Background and Aims: Adherence to four secondary prevention goals (not using tobacco, LDL measured and <100 mg/dl within one year, blood pressure <140/90 at last visit, and daily aspirin) significantly improves outcomes for patients with coronary artery disease (ICD 9 410–414). However, a significant proportion of patients fail to achieve these four goals. We wished to determine the reasons why patients with CAD failed to achieve care goals in our multispecialty medical group. Methods: We abstracted 170 randomly-selected records of patients with CAD who failed to achieve care goals. Results: The two most frequent reasons for failure to achieve care goals were: the care team overlooked care needs at the time of an acute care visit (n=98), and the patient failed to return for follow-up (n=28).

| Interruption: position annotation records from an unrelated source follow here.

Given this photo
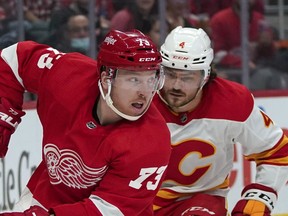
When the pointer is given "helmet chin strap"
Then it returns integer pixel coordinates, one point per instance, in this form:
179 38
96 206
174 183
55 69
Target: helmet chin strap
198 91
109 102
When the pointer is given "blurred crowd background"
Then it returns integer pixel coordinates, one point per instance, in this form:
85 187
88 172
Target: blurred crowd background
249 37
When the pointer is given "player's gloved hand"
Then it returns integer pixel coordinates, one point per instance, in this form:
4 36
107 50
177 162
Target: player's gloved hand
9 120
32 211
257 200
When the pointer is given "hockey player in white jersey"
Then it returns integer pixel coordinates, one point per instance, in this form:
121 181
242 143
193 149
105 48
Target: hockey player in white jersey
206 116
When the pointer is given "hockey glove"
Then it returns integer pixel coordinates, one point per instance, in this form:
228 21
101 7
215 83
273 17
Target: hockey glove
9 120
32 211
257 200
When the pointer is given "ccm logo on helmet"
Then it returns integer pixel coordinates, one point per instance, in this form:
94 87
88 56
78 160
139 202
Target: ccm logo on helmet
110 40
147 59
181 58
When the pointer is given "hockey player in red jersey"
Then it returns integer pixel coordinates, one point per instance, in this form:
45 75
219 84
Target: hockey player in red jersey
206 116
105 149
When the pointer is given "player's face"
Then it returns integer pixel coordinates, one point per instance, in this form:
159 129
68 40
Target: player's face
181 86
132 91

Other less frequent reasons were: The patient was offered treatment but declined (n=14); the clinician changed a medication in response to a value that was out of range, and the patient was not yet due for follow-up (n=10); and, the patient was not invited back for follow-up (n=9). The following reasons were observed in only one case each: Co-morbid conditions did not justify aggressive goals; the ordering physician failed to follow-up on a completed test; and, the patient was intolerant of statins. Eight patients failed to meet the optimal CAD care goal for other unique reasons. Conclusion: Providing clinical care teams with the tools to better track patient care needs (e.g., electronic patient identification and follow-up systems) could significantly reduce secondary prevention care gaps in our medical group.